Long story short – just 4 weeks of fluoxetine (Prozac) administration to animals induced all the signs/symptoms of CFS. Conversely, inhibiting serotonin synthesis with the drug Fenclonine reversed the already induced CFS. This finding suggests that 5-HT antagonists such as Benadryl, famotidine, cyproheptadine, and ergot class of drugs may also be reliable treatments for CFS. Aspirin inhibits tryptophan absorption from the GI tract and lowers extracellular 5-HT, so that could be another potential remedy. Finally, ingesting BCAA amino acids, as well as tyrosine/phenylalanine may also lead to 5-HT depletion in the brain. In fact, that amino acid protocol was used suucessfully in a prior animal study to delay/block central fatigue due to exhaustive exercise. Finally, androgens such as testosterone and DHT are also 5-HT synthesis inhibitors, as is progesterone, so those steroids may also be viable tools for treating CFS.
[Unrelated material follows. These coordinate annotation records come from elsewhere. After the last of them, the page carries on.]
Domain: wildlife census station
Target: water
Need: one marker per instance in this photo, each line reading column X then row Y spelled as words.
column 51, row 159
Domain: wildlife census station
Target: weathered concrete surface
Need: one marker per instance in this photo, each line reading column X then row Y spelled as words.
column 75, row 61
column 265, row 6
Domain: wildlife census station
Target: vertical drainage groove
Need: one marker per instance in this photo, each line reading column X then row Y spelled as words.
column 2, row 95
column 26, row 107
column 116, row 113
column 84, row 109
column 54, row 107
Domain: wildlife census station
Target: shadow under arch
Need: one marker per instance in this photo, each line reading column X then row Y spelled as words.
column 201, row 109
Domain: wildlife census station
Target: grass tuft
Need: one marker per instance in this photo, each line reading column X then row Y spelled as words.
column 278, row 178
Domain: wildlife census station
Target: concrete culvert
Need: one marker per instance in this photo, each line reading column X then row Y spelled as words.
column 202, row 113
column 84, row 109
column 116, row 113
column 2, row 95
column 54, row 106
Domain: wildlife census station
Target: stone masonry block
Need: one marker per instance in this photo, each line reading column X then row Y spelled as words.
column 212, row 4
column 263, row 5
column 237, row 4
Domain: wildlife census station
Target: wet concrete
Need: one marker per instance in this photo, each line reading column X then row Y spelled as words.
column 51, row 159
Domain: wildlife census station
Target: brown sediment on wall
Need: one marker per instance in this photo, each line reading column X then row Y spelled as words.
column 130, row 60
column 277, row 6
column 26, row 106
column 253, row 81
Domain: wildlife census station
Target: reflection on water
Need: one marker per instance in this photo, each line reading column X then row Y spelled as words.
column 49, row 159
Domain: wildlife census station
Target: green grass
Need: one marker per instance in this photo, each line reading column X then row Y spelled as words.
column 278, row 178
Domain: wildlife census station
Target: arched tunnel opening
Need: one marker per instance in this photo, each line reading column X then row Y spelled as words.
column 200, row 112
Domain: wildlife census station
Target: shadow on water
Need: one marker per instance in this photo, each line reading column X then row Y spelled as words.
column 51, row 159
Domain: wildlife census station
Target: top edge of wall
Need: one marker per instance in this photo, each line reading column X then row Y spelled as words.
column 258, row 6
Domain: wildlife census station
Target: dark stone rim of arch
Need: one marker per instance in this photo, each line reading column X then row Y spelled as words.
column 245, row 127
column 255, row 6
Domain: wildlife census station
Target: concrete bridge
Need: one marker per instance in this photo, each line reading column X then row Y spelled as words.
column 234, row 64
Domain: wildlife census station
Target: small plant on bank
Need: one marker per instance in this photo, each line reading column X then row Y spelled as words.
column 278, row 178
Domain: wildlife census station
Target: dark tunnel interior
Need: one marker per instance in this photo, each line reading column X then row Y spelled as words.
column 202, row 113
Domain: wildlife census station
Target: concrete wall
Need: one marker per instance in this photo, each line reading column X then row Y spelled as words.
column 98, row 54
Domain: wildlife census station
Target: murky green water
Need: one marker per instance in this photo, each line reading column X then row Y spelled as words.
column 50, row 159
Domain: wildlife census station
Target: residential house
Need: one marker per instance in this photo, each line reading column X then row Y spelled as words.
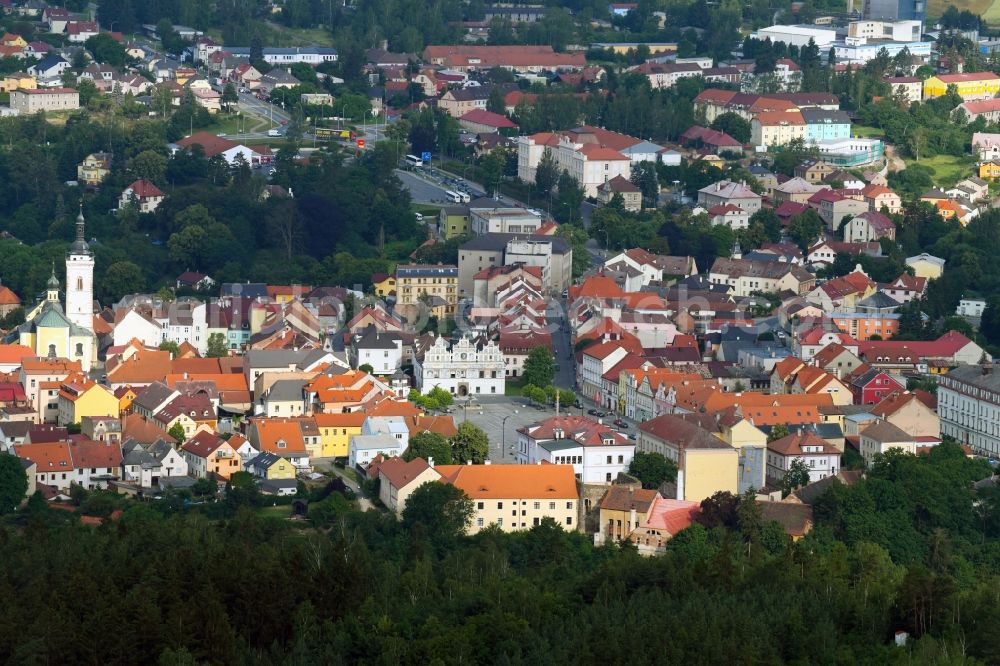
column 913, row 412
column 968, row 403
column 926, row 266
column 970, row 86
column 880, row 437
column 81, row 398
column 210, row 456
column 146, row 196
column 822, row 458
column 597, row 452
column 517, row 497
column 777, row 128
column 630, row 194
column 399, row 478
column 727, row 192
column 705, row 463
column 94, row 169
column 870, row 226
column 881, row 197
column 27, row 102
column 464, row 368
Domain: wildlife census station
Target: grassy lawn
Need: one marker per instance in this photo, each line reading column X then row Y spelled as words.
column 947, row 169
column 866, row 132
column 275, row 511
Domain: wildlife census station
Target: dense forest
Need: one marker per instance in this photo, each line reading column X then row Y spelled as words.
column 910, row 548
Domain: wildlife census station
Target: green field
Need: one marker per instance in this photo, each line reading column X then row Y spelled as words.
column 947, row 169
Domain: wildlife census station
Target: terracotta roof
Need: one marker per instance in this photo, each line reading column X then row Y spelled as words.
column 671, row 515
column 211, row 144
column 792, row 445
column 15, row 354
column 144, row 189
column 49, row 457
column 512, row 481
column 142, row 367
column 623, row 498
column 400, row 473
column 484, row 117
column 203, row 444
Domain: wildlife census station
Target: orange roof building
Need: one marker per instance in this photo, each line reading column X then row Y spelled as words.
column 539, row 491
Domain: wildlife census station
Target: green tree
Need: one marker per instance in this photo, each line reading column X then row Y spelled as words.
column 229, row 96
column 805, row 228
column 177, row 432
column 106, row 49
column 149, row 165
column 442, row 508
column 534, row 393
column 121, row 278
column 539, row 367
column 652, row 469
column 441, row 397
column 795, row 477
column 429, row 446
column 13, row 482
column 734, row 125
column 469, row 443
column 218, row 346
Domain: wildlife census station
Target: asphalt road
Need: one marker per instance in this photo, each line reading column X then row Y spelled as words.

“…Now a new study based on mice suggests that some drugs used to treat depression, which commonly accompanies ME/CFS, could also ignite the condition. Based on clinical clues, Jin‑Seok Lee, a ME/CFS researcher at Daejeon University in South Korea, and colleagues hypothesized that a spillover of serotonin could lead to ME/CFS. Known to play a role in governing moods, declining levels of the neurotransmitter serotonin have long been thought to cause depression. Although that theory is now disputed, treatments that target serotonin pathways – such as selective serotonin reuptake inhibitors (SSRI) – are some of the most commonly prescribed antidepressants. By blocking receptors that bind and remove serotonin from the signalling pathway, the medication artificially maintains a higher level of the mood messenger. According to several decades-old studies, some patients with ME/CFS appear to have fewer serotonin transporters than healthy volunteers, and may also have receptors that only weakly bind serotonin. Lee and colleagues thought that if such people had coincidentally been treated with serotonin-based treatments for depression before they developed ME/CFS, they may have had excessive levels of serotonin in their brain. This could have triggered ME/CFS by throwing off a feedback mechanism designed to keep a lid on the immune system and inflammation.”

“…After four weeks, animals treated with fluoxetine had higher levels of serotonin in two parts of the brain, the hypothalamus and dorsal raphe nucleus. They also developed behaviors that resembled the main symptoms of ME/CFS seen in humans, including unrefreshing sleep, PEM and orthostatic intolerance, but not cognitive impairment. These behaviors disappeared six weeks after the drug was stopped…Another experiment showed inhibiting serotonin production could alleviate their symptoms. “Our study provides the first translational [animal] evidence for the involvement of serotonergic hyperactivity in the pathophysiology of ME/CFS,” Lee and colleagues conclude, adding that high levels of serotonin could also be used to distinguish ME/CFS from other similar disorders such as fibromyalgia.”